I’ve always thought I have a pretty good sense of direction. As a three-time grade-level National Geographic Geography Bee champion and one-time NYS finalist in middle school (not to brag), I pride myself on knowing where I am and where other things are. I’ve also thought I have a pretty good sense of life direction. I understand my current place, where I have been, and where I want to end up.
As it turns out, neither of these types of direction turn out exactly as planned 100% of the time – go figure. In fact, I’ve sometimes been left wondering “where am I?”
Our trip has been an excellent and humbling reminder that no matter how wise we think we are, we cannot navigate alone. Answering a question like “where am I?” is significantly easier with the help of others. So many individuals have helped physically guide us along our journey so far. I think of my host family and our bus driver in São Paulo, Eduardo, steering us throughout the twists and turns of the city to get to places like Ibirapuera Park and Beco do Batman. I think Eduardo deserves an extra shout-out for managing a gigantic bus through the winding mountain roads on the route to the SESC Bertioga beach.

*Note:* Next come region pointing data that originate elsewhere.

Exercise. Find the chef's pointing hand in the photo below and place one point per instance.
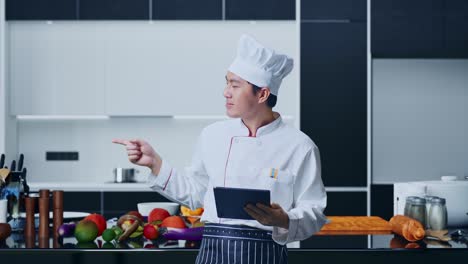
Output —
(270, 216)
(141, 153)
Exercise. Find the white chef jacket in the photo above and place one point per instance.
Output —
(226, 156)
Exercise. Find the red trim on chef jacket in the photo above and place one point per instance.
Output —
(227, 160)
(165, 185)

All of the pilots on the flights we’ve had so far have instructed us to “sit back, relax, and enjoy the flight.” They have then proceeded to somehow safely direct us through the clouds to get to our destination. Our guide here in Foz do Iguaçu, Neri, helped us yesterday and I’m sure he’ll help us much more these next few days, too. Others in class have written about how much the Holy Spirit has been guiding us, and I cannot emphasize how true that is. Both our spiritual and physical navigation have pushed us to reject the traditional American autonomous attitude of doing everything by ourselves. Instead, we’re relying on others and on the Divine.
Even just last night, about a dozen of us set out in search of a grocery store. We thought beforehand that we could find the way all by ourselves. When Google Maps yielded poor results, we had to rely on others that knew where to go. Some of our classmates more proficient in Portuguese asked a passerby for directions, and we found our way – thanks Lourdes & Grace!
Don’t get me wrong; it’s nice and comforting to know your exact location on the geographic map or on a career or life path. But, so much beauty can be seen by trusting God, trusting others, and exploring. I think one of the greatest lessons that this trip has taught me is about direction. We’ve learned to orient ourselves towards Christ by exploring freely within a structured, safe framework. I’m incredibly grateful for that lesson and for all of the fantastic experiences I’ve had. I’m ready to apply what I’ve learned to the rest of my life.